Vinum Bonum !

 

 

Le vin et la viticulture, hérités de l’empire romain, se répandent durant le moyen-âge européen, en grande partie grâce aux vignobles épiscopaux et aux abbayes. L’eau est alors souvent polluée et malsaine : on boit de préférence des boissons fermentées, cidre et bière, ou vins, qui sont jusqu’à la fin du XIIIème siècle exclusivement des vins blancs.

 

Le vin apparaît alors dans la littérature française, souvent personnifié. Henri d’Andeli donne la parole à des vins de différentes provenances dans le poème La bataille des vins, une scène de dégustation truculente, présentée sous les traits d’une bataille allégorique, à la cour du  roi Philippe Auguste (1165–1223), ayant missionné ses messagers pour qu’ils lui rapportent les meilleurs vins de tous les terroirs. Cette œuvre montre l’importance et de la diversité du vignoble de l’époque.

 

Les écrivains témoignent, du Moyen Age à nos jours, de mille et une façons de dire le vin, le faisant rimer en français la plupart du temps avec « divin ». Une longue tresse métaphorique se développe, où l'on reconnaît certains fils directeurs : le plaisir, la vigueur, le mystère, le divin, le sang…

Au XVIe siècle, le vin fait une entrée fracassante dans le roman, avec une omniprésence dans toute l’œuvre de François Rabelais, entièrement tendue vers la quête de la dive bouteille.

 

Le spectacle musical Vinum Bonum a été conçu autour de larges extraits du Traité de bon usage du vin, attribué à François Rabelais, dont il ne reste qu’une traduction en tchèque publiée à Prague en 1622 par un certain Martin Kraus de Krausenthal. Ce n’est qu’à l’aube du XXIème siècle que l’ouvrage sera redécouvert et traduit en français par Marianne Canavaggio, qui a habilement opté pour une restitution dans  une langue compréhensible par tous, mais portant l'écho de la syntaxe et du vocabulaire rabelaisien.
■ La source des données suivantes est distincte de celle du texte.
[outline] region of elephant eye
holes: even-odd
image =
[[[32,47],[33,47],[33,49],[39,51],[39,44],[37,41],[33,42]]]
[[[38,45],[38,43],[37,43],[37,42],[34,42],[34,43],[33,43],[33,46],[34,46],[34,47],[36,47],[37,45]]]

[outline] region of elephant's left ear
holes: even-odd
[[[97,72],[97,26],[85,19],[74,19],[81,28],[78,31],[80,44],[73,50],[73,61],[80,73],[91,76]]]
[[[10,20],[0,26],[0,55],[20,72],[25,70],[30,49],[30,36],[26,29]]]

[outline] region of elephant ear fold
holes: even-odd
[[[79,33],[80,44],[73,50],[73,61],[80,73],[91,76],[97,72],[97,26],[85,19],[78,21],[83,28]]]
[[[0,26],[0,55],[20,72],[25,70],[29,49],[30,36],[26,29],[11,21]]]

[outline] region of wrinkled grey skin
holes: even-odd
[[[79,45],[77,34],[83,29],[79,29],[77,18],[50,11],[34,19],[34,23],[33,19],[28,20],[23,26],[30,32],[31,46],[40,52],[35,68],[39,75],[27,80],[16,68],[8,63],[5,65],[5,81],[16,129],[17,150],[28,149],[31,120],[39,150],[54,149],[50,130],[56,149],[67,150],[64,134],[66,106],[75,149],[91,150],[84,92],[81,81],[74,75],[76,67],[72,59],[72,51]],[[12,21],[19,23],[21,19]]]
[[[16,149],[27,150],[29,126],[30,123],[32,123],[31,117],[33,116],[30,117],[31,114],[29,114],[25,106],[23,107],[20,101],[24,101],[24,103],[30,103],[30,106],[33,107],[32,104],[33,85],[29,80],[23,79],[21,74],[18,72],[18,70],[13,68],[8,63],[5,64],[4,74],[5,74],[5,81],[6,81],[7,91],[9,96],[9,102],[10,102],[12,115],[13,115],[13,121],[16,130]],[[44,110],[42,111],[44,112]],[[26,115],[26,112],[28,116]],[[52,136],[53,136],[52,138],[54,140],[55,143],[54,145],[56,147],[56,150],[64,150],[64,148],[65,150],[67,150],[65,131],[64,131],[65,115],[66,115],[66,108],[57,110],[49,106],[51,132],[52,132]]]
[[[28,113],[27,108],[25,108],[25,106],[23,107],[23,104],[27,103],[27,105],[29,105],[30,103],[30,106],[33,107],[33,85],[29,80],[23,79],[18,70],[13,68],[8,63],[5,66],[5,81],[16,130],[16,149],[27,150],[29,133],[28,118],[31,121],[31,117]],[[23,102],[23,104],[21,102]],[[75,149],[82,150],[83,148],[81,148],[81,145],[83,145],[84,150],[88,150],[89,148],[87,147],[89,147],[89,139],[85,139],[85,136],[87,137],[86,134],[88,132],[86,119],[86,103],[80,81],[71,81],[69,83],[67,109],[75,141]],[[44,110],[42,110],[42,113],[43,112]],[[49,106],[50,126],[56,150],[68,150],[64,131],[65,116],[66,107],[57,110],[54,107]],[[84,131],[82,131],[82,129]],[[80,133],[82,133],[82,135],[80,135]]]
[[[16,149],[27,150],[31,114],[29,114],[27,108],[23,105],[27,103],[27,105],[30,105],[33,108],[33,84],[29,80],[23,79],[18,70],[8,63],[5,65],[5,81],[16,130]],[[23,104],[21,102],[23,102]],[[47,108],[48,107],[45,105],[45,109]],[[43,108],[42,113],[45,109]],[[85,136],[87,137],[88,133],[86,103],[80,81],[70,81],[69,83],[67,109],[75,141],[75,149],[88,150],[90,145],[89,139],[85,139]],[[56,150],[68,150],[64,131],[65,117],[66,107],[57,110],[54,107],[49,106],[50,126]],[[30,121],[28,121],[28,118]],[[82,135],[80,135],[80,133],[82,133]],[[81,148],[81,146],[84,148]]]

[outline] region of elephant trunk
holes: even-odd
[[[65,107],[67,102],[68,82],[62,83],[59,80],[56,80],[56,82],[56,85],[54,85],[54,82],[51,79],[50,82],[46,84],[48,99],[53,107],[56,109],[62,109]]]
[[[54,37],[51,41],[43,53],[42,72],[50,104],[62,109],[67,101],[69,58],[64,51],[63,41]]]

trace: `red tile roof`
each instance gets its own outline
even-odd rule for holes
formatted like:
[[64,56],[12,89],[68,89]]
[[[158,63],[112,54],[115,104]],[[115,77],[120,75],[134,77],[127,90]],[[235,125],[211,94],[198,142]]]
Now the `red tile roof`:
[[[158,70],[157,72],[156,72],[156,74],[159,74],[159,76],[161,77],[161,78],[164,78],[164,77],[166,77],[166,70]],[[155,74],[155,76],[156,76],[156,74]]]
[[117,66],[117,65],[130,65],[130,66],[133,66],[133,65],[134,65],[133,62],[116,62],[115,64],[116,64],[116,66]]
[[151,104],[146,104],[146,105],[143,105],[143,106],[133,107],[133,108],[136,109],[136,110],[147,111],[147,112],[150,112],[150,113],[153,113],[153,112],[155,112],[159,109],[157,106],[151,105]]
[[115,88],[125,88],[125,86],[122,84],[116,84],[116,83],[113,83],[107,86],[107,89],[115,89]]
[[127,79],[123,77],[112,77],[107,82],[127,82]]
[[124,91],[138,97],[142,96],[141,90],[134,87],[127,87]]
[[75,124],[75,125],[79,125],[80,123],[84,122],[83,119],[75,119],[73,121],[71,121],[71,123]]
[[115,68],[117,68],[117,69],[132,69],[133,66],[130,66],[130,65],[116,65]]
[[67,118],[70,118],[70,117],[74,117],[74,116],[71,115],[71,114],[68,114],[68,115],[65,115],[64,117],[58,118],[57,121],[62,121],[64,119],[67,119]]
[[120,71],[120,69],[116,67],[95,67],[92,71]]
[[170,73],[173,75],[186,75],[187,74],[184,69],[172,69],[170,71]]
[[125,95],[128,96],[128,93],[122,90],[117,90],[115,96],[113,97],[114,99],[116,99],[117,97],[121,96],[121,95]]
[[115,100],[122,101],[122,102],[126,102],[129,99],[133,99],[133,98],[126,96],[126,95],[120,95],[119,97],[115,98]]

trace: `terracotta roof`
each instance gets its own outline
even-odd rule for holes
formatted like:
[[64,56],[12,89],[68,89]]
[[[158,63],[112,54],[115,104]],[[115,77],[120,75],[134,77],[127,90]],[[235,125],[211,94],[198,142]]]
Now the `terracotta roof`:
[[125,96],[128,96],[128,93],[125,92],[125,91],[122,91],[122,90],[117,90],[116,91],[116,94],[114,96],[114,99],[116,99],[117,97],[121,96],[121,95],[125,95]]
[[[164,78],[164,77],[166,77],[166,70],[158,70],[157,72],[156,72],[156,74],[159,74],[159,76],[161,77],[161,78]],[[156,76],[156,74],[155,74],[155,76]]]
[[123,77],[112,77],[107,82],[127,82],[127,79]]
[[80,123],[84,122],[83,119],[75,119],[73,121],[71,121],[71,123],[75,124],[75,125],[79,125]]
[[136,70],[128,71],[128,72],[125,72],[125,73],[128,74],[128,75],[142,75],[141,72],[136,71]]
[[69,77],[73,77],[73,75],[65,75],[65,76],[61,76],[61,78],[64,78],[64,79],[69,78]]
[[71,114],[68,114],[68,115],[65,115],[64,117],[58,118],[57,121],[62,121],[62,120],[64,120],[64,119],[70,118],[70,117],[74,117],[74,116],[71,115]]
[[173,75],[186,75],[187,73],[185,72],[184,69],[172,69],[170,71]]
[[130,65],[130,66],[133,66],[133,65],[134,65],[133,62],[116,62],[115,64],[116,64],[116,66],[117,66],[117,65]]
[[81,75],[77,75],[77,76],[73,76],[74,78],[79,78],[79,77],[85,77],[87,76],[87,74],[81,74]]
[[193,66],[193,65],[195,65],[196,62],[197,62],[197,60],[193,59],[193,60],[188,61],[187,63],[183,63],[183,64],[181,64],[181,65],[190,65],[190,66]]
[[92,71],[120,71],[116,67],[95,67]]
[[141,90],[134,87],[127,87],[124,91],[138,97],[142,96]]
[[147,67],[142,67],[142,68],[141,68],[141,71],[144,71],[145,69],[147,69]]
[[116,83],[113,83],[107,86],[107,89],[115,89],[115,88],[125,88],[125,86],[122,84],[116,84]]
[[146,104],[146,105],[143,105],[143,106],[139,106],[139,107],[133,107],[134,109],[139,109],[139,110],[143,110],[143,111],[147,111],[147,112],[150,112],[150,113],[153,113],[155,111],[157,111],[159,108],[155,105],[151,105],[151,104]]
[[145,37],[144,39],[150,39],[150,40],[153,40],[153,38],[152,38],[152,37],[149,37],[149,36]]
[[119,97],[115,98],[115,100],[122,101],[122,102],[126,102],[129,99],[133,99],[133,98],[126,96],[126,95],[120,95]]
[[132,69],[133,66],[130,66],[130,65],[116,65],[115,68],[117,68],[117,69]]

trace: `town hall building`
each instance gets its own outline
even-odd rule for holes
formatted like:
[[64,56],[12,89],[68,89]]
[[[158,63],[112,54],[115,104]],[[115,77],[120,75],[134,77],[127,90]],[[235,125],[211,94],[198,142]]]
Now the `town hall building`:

Ce Traité de bon usage de vin se présente comme un petit traité de savoir-vivre, dans lequel Rabelais s'amuse à déplacer sur l'échelle des valeurs la place qui est accordée au vin. Il use de tout son savoir-faire : jeu, farce, raillerie, mensonge, argotisme, détournements et sophismes, et d'un usage savant du langage et des traditions orales populaires... Rabelais parvient ainsi à déclamer une véritable éthique de la vie qui prône l'adoption d'une consommation de vin, érigée en vertu.

 

Une autre joute oratoire un peu antérieure à celles de Rabelais nous est parvenue : Le débat du vin et l’eau, par Pierre Jamec, où les deux liquides se déclarent la guerre

 

Si la littérature médiévale et de la renaissance regorge de textes qui font l’éloge du vin et du plaisir qu’il procure, les compositeurs de la même époque n’ont pas été moins inspirés, et ce dans toute l’Europe : Ils nous ont légué une profusion de chansons à boire, à manger ou bachiques.

 

Des morceaux extraits des Carmina Burana (Monumental recueil de chansons retrouvé en Allemagne, la plupart du temps irrévérencieuses et satiriques écrites au XIIIème siècle en latin par des Goliards, ecclésiastiques défroqués), et d’autres pièces musicales extraites des divers Cancioneros espagnols, des recueils italiens de Villanesche Napoletane et d’ouvrages  d’airs à boire français ponctueront ce programme littéraire et musical festif dédié au vin et à la table, au son de la vièle à archet et de la viole de gambe.